Come si è arrivati a questo punto?
Siamo andati nella direzione sbagliata. Invece di migliorare le cose, queste sono cambiate in peggio. La spesa Ict delle Regioni va dai 250 euro l’anno a cittadino della Valle D’Aosta ai 10 della Campania. Uno spende 25 volte l’altro, mentre per utilizzo dei servizi siamo al il 27% al di sotto della media europea per le famiglie che utilizzano Internet, e al 60% al di sopra per la percentuale popolazione che non ha mai utilizzato la rete. Le imprese che interagiscono con la PA tramite Internet, che nel 2004 erano al di sopra della media europea, nel 2011 sono passate al di sotto. Un crollo certificato da Eurostat, che dimostra che stiamo perdendo terreno rispetto agli altri Paesi dell’eurozona.
Qual è la causa di questa tendenza negativa?

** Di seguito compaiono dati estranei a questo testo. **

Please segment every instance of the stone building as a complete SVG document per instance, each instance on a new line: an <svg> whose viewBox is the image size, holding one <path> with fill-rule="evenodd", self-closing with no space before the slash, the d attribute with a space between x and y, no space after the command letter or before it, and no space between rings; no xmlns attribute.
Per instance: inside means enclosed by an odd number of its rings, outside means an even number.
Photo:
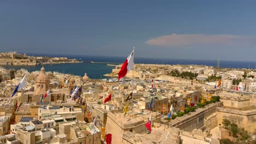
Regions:
<svg viewBox="0 0 256 144"><path fill-rule="evenodd" d="M41 73L36 80L36 95L44 94L49 88L50 80L45 74L44 67L41 68Z"/></svg>
<svg viewBox="0 0 256 144"><path fill-rule="evenodd" d="M0 117L0 135L7 135L10 129L10 117Z"/></svg>
<svg viewBox="0 0 256 144"><path fill-rule="evenodd" d="M150 111L133 108L132 112L133 114L131 111L129 111L126 115L124 116L123 109L108 112L106 131L107 133L115 136L112 137L113 144L123 143L124 141L123 134L126 131L130 131L133 135L141 134L147 131L145 124L149 118ZM152 112L152 123L160 123L160 113Z"/></svg>

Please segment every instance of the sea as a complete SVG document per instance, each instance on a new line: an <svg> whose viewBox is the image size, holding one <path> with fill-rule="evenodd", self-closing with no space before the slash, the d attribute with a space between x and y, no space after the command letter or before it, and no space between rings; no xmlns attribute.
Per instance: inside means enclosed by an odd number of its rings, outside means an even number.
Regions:
<svg viewBox="0 0 256 144"><path fill-rule="evenodd" d="M75 58L83 63L46 64L43 67L45 71L57 71L83 76L85 73L92 79L102 79L109 78L104 76L106 74L111 73L114 66L107 65L107 63L123 63L126 57L104 57L91 56L68 56L63 55L45 55L27 53L27 55L36 56L49 57L66 57L68 58ZM95 62L105 62L91 63ZM205 60L189 60L177 59L168 58L135 58L135 63L159 64L196 64L212 67L219 66L220 68L238 68L238 69L256 69L256 62L235 62L235 61L217 61ZM30 72L40 70L42 65L26 66L26 65L0 65L7 69L20 69L21 68L27 70Z"/></svg>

Il vero problema è quello delle competenze: in un momento di forte discontinuità nel settore tecnologico queste aziende non sono rimaste aggiornate e non sono riuscite a rimanere sulla cresta. Hanno incentivi a essere competitive, a sviluppare e promuovere nuove tecnologie, nuovi servizi, nuovi approcci, o piuttosto tendono a conservare approcci sorpassati, tecnologie superate? Dovrebbero diventare centri di competenze, che appaltano all’esterno e governano i processi, il che sarebbe comprensibile, ma non giustificherebbe il numero dei dipendenti, oppure diventare shared services aggregandosi. Questo sarebbe davvero possibile per le Regioni che non hanno ancora una in house.
Quanto alla governance nazionale?
Dovrebbe dare un assetto e linee guida alle società regionali per la spesa, gli standard, le priorità e la qualità: a conti fatti i servizi che si devono erogare fanno parte di un’unica infrastruttura nazionale, come i pilastri del piano Caio hanno dimostrato.
Come può essere utile il riuso?
In teoria il riuso è una grande opportunità, e farlo è solo un bene, ma deve permettere di migliorare i servizi forniti, e non di distribuire manutenzioni. Oggi gli incentivi al vero riuso sono abbastanza modesti, e i progetti sviluppati per essere riutilizzati non sono tanti. Questo strumento dovrebbe essere ulteriormente incentivato, e la sua base dovrebbe essere sensibilmente allargata: soltanto così potrebbe dispiegare le proprie potenzialità nel contenimento della spesa e nell’innalzamento della qualità dei servizi.